The DJ Demakufu Entertainment Academy, located at Wakulima House, is two weeks old and already has six students enrolled. The course takes three months and every student pays Sh32,000 per month.
Wasike, one of the students, says he is happy to have a supportive mother who has given him a chance to follow his dream.
“Parents should not dictate what their children should do but instead support them. I have been here for a week and so far I’m impressed. I hope after leaving the academy I will be a great DJ out there, just like Demakufu,” Wasike said.
Known for his prowess on the decks, Demakufu has become a darling to many Kenyans thanks to his mix tapes, which are played in matatus, kiosks and clubs.
But why the name Demakufu and not Marto Msweetest?
“I started out called DJ First Born, but one day when I went to a friend who was supposed to do a drop [a point in a music track where the deejay inserts his name or a popular soundbyte or siren that then becomes his signature] for me, and instead of saying ‘DJ First born’, he said Demakufu, and every time my music used to play, people would grab the word Demakufu. I liked it as well and changed my stage name to DJ Demakufu.”
The street deejay, who came to Nairobi a few years ago, has transformed into a superstar. Demakufu revealed to us that he joined a college in Nairobi to study computer engineering course, but because his dream was to become a DJ, he enrolled at another college, where he studied deejaying.
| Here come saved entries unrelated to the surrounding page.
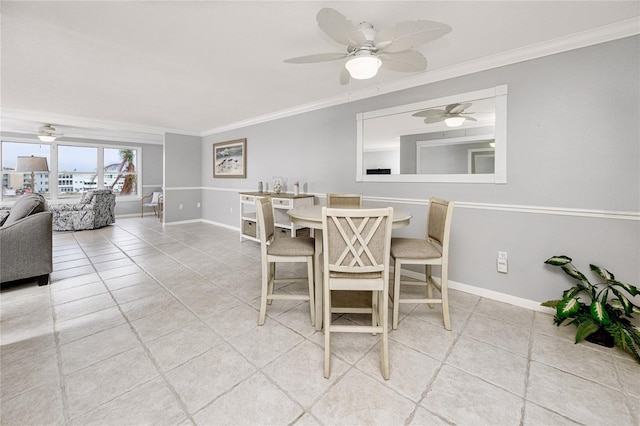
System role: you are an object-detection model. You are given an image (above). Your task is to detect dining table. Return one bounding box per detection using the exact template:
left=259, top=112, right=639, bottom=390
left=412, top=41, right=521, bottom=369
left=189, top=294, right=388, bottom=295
left=287, top=204, right=413, bottom=331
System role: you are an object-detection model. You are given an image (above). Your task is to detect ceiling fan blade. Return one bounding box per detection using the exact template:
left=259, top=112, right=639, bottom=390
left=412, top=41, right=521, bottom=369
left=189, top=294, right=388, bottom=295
left=412, top=109, right=446, bottom=117
left=380, top=50, right=427, bottom=72
left=284, top=53, right=349, bottom=64
left=340, top=67, right=351, bottom=86
left=446, top=102, right=471, bottom=113
left=373, top=21, right=451, bottom=53
left=424, top=116, right=444, bottom=124
left=316, top=8, right=367, bottom=46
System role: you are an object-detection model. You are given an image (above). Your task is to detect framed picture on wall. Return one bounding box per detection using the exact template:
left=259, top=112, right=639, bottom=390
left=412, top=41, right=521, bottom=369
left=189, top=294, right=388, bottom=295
left=213, top=139, right=247, bottom=178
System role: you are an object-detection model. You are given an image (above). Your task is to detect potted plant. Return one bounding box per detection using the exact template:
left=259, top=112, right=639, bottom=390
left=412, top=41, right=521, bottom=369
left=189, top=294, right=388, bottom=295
left=542, top=256, right=640, bottom=363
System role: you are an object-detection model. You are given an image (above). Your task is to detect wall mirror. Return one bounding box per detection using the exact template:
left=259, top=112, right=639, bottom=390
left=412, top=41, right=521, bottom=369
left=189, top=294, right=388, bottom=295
left=356, top=85, right=507, bottom=183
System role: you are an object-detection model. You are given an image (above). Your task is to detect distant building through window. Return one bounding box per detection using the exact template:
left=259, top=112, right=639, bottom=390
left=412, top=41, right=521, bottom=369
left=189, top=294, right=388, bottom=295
left=1, top=141, right=140, bottom=199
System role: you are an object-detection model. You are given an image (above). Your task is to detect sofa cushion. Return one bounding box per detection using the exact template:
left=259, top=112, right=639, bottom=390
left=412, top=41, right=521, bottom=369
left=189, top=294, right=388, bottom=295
left=0, top=210, right=11, bottom=226
left=3, top=194, right=46, bottom=226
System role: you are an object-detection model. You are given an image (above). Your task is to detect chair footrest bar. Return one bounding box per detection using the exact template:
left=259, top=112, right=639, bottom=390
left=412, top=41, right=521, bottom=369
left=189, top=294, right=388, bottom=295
left=398, top=299, right=442, bottom=304
left=331, top=324, right=383, bottom=333
left=267, top=294, right=309, bottom=300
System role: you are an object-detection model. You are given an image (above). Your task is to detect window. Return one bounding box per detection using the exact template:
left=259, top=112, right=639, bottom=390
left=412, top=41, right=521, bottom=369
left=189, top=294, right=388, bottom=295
left=58, top=145, right=98, bottom=197
left=0, top=141, right=140, bottom=199
left=2, top=142, right=51, bottom=199
left=104, top=148, right=138, bottom=196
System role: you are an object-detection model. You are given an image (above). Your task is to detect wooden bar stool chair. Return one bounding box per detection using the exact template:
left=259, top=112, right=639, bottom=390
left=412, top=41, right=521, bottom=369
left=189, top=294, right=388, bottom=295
left=322, top=207, right=393, bottom=380
left=257, top=198, right=315, bottom=325
left=391, top=198, right=453, bottom=330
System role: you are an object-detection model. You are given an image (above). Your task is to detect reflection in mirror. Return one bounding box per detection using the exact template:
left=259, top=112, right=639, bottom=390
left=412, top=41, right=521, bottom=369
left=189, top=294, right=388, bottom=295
left=357, top=86, right=506, bottom=183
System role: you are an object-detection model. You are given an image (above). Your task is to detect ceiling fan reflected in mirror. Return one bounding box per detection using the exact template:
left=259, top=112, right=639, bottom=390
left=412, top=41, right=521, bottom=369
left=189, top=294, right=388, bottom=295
left=284, top=8, right=451, bottom=84
left=412, top=102, right=478, bottom=127
left=38, top=124, right=63, bottom=142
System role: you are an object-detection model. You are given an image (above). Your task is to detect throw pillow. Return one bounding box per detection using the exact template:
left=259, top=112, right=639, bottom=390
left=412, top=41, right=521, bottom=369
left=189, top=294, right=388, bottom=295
left=4, top=194, right=45, bottom=226
left=78, top=191, right=93, bottom=204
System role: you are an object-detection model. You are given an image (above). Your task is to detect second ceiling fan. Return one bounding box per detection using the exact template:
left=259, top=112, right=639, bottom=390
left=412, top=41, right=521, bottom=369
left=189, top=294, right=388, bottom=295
left=284, top=8, right=451, bottom=84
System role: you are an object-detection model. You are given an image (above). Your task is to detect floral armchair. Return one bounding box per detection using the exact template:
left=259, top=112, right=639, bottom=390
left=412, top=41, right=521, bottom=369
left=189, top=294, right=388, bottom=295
left=49, top=189, right=116, bottom=231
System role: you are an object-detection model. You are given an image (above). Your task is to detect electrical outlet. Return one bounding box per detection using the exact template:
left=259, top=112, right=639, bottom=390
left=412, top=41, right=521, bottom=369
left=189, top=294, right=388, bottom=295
left=497, top=251, right=508, bottom=274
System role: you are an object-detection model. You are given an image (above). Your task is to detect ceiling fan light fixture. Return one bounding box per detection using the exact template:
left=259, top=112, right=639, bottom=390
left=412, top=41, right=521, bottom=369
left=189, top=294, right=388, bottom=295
left=444, top=117, right=464, bottom=127
left=344, top=54, right=382, bottom=80
left=38, top=135, right=56, bottom=142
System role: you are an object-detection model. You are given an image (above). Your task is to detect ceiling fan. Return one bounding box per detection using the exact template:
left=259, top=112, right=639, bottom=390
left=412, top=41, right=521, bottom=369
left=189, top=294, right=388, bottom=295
left=38, top=124, right=64, bottom=142
left=284, top=8, right=451, bottom=84
left=412, top=102, right=478, bottom=127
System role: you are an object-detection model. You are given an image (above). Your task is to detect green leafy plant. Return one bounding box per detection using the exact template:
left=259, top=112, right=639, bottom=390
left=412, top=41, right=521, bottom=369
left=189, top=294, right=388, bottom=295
left=542, top=256, right=640, bottom=363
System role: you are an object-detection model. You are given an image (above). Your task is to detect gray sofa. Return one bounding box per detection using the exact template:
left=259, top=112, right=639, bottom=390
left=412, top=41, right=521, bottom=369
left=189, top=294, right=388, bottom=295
left=49, top=189, right=116, bottom=231
left=0, top=194, right=53, bottom=285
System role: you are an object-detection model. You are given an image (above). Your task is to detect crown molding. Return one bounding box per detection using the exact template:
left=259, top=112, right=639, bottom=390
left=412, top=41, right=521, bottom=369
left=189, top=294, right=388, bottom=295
left=200, top=16, right=640, bottom=137
left=1, top=108, right=200, bottom=145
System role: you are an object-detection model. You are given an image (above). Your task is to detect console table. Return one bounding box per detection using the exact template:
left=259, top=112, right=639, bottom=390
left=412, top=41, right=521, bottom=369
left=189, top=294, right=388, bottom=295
left=239, top=192, right=314, bottom=242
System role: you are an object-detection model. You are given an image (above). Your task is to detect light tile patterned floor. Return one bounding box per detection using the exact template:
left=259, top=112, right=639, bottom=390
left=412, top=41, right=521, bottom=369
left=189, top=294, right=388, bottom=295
left=0, top=218, right=640, bottom=426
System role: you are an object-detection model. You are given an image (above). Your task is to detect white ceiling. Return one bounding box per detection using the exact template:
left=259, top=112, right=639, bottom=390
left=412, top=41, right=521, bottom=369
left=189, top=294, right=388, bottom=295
left=0, top=0, right=640, bottom=139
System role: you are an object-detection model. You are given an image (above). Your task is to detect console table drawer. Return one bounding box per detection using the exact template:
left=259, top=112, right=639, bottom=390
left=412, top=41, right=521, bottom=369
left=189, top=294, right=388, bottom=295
left=271, top=197, right=293, bottom=209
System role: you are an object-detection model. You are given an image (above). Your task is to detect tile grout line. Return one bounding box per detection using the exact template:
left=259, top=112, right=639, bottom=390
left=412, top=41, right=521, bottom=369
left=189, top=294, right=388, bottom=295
left=404, top=297, right=482, bottom=425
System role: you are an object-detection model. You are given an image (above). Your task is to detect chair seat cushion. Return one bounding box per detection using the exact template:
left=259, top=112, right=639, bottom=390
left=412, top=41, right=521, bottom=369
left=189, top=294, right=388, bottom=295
left=391, top=238, right=442, bottom=259
left=267, top=237, right=315, bottom=256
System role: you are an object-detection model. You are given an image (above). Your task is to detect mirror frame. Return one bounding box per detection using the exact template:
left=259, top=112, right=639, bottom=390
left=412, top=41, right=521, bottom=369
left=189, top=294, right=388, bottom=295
left=356, top=84, right=507, bottom=184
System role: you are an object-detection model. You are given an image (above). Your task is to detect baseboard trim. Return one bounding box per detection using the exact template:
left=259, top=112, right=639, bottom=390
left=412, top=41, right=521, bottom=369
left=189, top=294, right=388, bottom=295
left=391, top=267, right=555, bottom=315
left=200, top=219, right=240, bottom=233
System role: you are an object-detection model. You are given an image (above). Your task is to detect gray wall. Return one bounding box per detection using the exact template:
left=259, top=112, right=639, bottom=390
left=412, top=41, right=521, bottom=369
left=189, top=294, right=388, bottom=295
left=196, top=36, right=640, bottom=301
left=164, top=133, right=202, bottom=223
The spin master was forced to do side-hustle jobs to pay for his course, and finally, he graduated from a deejaying school, which came as a surprise to his parents.
“At first my parents were against me being a deejay. They thought it was waste of resources. But after I told them that I was serious, they supported me by buying me a Sh150,000 mixer.”
Demakufu says if he was not a deejay, he would be a matatu driver. “Deejaying pays, provided you are patient. Top local decks master DJ Joe Mfalme inspires me a lot”.
Demakufu thanked the matatu industry for supporting his music.